RAMPART - RAdiomics and Modeling for ProstAte RadioTherapy
The general objective of the project is to generate new methods and tools allowing the exploitation of the very large amount of available heterogeneous data (mostly imaging, and also contextual and biological data) for toxicity and tumor recurrence prediction within the context of prostate cancer radiotherapy. “Radiomics” is a concept in which high-throughput extraction of quantitative imaging features is used aimed at creating mineable databases from radiological images, which might reveal quantitative predictive or prognostic associations between images and medical outcomes. Such an approach could also allow improving the predictive models of both tumor response and organs-at-risk (OAR) toxicity. The final objective is to better adapt radiotherapy for individuals suffering from prostate cancer, by fully taking advantage of the most recent irradiation techniques, such as intensity modulated and guided adaptive radiotherapy (IMRT, ART, IGRT).

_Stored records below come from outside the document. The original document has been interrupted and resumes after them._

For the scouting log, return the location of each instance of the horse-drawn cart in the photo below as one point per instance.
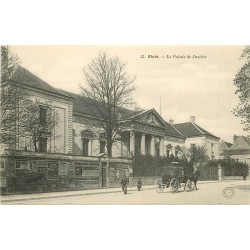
(173, 177)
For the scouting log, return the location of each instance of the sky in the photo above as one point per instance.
(178, 81)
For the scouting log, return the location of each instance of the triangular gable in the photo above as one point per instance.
(150, 117)
(241, 143)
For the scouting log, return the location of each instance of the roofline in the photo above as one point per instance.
(30, 87)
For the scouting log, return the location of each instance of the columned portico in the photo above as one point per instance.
(161, 146)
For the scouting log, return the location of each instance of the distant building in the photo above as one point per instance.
(195, 135)
(74, 157)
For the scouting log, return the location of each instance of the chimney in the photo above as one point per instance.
(171, 122)
(192, 119)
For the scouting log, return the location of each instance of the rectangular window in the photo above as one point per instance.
(43, 115)
(102, 146)
(78, 169)
(167, 153)
(43, 144)
(85, 146)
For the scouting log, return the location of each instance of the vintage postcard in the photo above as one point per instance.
(125, 125)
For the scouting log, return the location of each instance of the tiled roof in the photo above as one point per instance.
(189, 129)
(80, 106)
(24, 76)
(242, 142)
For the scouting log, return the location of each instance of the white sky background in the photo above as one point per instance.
(199, 87)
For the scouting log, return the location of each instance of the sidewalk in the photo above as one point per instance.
(22, 197)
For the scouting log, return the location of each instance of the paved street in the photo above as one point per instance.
(235, 192)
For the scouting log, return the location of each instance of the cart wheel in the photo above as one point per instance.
(174, 184)
(159, 186)
(190, 185)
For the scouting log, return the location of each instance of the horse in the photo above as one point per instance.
(193, 177)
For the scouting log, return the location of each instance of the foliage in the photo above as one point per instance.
(12, 95)
(242, 83)
(108, 91)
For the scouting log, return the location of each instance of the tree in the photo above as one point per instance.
(12, 94)
(37, 121)
(242, 83)
(107, 93)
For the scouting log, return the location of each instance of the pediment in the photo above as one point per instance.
(151, 117)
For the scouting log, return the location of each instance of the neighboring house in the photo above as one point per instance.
(240, 149)
(223, 146)
(74, 156)
(195, 135)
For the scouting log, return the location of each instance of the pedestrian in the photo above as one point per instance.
(139, 184)
(124, 183)
(244, 175)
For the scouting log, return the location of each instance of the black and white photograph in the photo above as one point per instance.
(125, 125)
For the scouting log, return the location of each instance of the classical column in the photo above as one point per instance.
(152, 146)
(90, 147)
(143, 146)
(132, 142)
(161, 146)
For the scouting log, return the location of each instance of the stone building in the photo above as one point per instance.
(239, 150)
(74, 156)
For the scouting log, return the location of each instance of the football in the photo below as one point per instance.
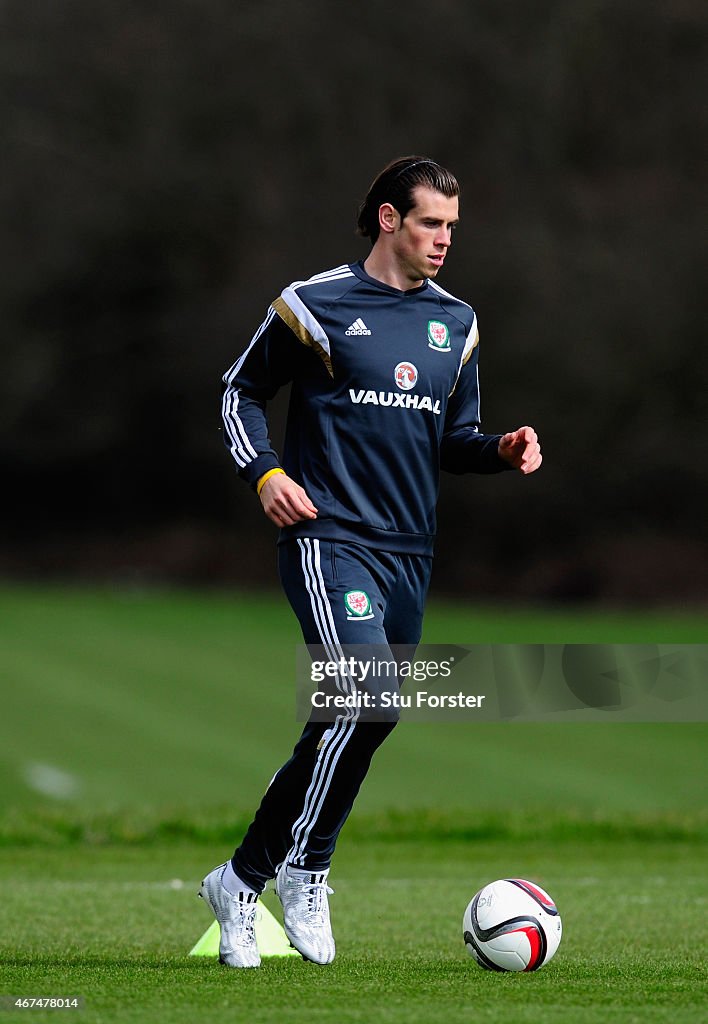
(511, 925)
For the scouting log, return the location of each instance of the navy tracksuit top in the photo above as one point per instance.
(384, 394)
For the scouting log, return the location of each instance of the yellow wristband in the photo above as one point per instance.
(266, 476)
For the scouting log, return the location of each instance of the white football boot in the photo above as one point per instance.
(305, 912)
(236, 915)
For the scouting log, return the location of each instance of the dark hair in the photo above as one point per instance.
(396, 184)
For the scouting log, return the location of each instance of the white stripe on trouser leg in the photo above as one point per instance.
(339, 734)
(337, 737)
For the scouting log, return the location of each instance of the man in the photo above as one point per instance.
(383, 366)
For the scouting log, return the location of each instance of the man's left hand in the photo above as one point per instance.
(522, 450)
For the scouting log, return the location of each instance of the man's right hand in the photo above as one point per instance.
(285, 502)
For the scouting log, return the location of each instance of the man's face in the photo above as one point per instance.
(422, 239)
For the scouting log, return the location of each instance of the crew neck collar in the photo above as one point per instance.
(358, 268)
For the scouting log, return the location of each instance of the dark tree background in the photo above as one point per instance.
(169, 167)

A large amount of heterogeneous data from 2500 prospective patients coming from different observation modalities will be integrated: i) Image data such as computed tomography (CT), cone beam CT (CBCT), MRI and PET; ii) patient clinical history, presented toxicity and recurrence events; iii) Therapy records, such as dosimetric data (dose volume histogram and 3D dose distribution) and iv) biological markers of radio-induced lethality (apoptosis, genetic polymorphism) and inflammation. Hence, by integrating all the available data, the aim of the project is the establishment of new statistical predictive models of digestive and urinary toxicities and recurrence following prostate cancer radiotherapy.
The major breakthrough of the present project is the original integration of dosimetric/imaging and biological data within the models, which is currently rare in the literature, especially for large cohorts. The complex urinary toxicity will be particularly explored. The design of these models will also allow identifying highly sensitive sub-volumes within the whole urinary and digestive structures, as well as dominant intraprostatic tumor, and could be used for tailoring of personalized adaptive radiotherapy treatments . Personalized treatments are expected to have a strong impact on patients outcome by significantly decreasing side effects and simultaneously increasing curability following prostate cancer radiotherapy.

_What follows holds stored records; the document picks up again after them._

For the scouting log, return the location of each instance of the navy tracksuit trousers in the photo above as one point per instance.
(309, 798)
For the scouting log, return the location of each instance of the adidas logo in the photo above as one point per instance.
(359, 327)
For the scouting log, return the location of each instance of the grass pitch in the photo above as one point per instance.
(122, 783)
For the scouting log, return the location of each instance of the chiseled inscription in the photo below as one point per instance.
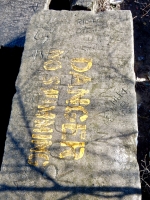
(45, 118)
(76, 107)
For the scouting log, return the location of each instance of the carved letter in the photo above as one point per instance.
(33, 157)
(55, 79)
(41, 136)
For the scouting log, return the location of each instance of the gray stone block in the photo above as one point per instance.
(85, 3)
(73, 127)
(15, 16)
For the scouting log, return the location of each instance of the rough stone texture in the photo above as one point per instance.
(84, 3)
(14, 19)
(64, 53)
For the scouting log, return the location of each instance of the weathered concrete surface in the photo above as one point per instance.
(73, 127)
(85, 3)
(14, 19)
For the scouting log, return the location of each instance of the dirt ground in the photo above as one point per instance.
(141, 18)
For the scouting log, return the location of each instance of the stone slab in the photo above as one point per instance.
(85, 3)
(73, 127)
(14, 19)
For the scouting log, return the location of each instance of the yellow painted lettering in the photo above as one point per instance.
(46, 108)
(82, 68)
(33, 157)
(41, 136)
(45, 115)
(43, 123)
(54, 80)
(42, 142)
(73, 146)
(40, 148)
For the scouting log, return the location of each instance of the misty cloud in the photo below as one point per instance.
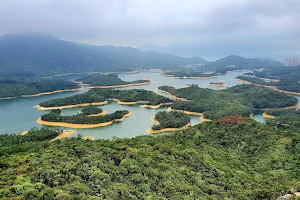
(210, 29)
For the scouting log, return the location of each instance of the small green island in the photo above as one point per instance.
(287, 119)
(217, 84)
(108, 81)
(190, 74)
(289, 86)
(101, 96)
(81, 120)
(169, 121)
(91, 111)
(238, 100)
(22, 87)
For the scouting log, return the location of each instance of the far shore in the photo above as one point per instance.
(81, 126)
(72, 106)
(114, 86)
(44, 93)
(172, 96)
(267, 86)
(265, 115)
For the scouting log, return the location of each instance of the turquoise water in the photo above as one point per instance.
(18, 115)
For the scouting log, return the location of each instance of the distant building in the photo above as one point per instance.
(290, 62)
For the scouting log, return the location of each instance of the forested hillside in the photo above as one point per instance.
(212, 160)
(47, 55)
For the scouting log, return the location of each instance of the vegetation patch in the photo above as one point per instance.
(101, 95)
(207, 161)
(173, 119)
(108, 81)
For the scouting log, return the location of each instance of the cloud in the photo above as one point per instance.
(211, 28)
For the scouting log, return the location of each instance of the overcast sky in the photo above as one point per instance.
(206, 28)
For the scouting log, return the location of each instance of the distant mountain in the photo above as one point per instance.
(46, 55)
(238, 62)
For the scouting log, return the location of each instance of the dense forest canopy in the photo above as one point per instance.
(47, 55)
(16, 86)
(91, 110)
(237, 100)
(106, 80)
(55, 116)
(100, 95)
(287, 119)
(171, 119)
(209, 161)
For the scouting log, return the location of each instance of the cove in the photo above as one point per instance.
(18, 115)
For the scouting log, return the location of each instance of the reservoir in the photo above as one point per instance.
(18, 115)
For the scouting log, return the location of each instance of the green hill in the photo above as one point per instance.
(212, 160)
(47, 55)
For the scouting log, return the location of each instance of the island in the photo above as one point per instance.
(217, 84)
(165, 121)
(109, 81)
(287, 119)
(238, 100)
(102, 96)
(190, 74)
(54, 118)
(92, 111)
(14, 88)
(281, 79)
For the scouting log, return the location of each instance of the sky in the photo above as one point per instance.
(207, 28)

Geniturinary Toxicity after Prostate Radiotherapy
Urinary toxicity in prostate cancer patients after high dose radiation therapy (RT) is recognized as the the most important long term problem. With dose escalation aiming at higher locoregional control, at least half of all patients require symptomatic management of acute toxicities. However, urinary symptoms are usually versatile, and their correlation with underline dose-volume characteristics is not yet fully understood. In fact, genitourinary symptoms can originate in any part along the genitourinary tract, including the prostate, bladder, and the prostatic urethra, and thus it is difficult to identify which regions are related to a given toxicity. Especially prostatic urethra and the bladder neck, which are unavoidably included in the target volume, are possibly responsible for a number of urinary symptoms. Given the difficulty to separate the bladder and urethra - related toxicities, the contribution of prostatic urethral inflammation to the development of symptomatic acute and late urinary toxicity has not been sufficiently quantified.
It is our belief that a modeling approach addressing all relevant urinary structures (e.g. bladder trigone and prostatic urethra) would better elucidate the dose-volume relationship regarding urinary toxicity. There are isolated reports emphasizing the value of delineating the urethra as a volume at risk with the possibility of improving genitourinary toxicity. However, the computation of urethral doses is not simple; as the organ lies within the prostate, it is not visible on planning CT images and consequently, its identification for dose assessment has been a challenging task.
In order to address this issue, our study aims to i) segment the urethra from planning CT scans based on an in-house developed atlas based method (as depicted in figure 1) ii) to quantify the dose received by the urethra (figure 2) and iii) determine clinical and dosimetric predictors for urethral-related symptoms after prostate radiotherapy.
Figure 1 : Prostatic urethra segmentation
Figure 2 : DVH
A possible relationship between urinary toxicities and dose to prostatic urethra is expected to lead to recommendations for precise assessment of these doses, in order to better predict radiation-induced toxicities and to allow for development of techniques that minimize genitourinary symptoms.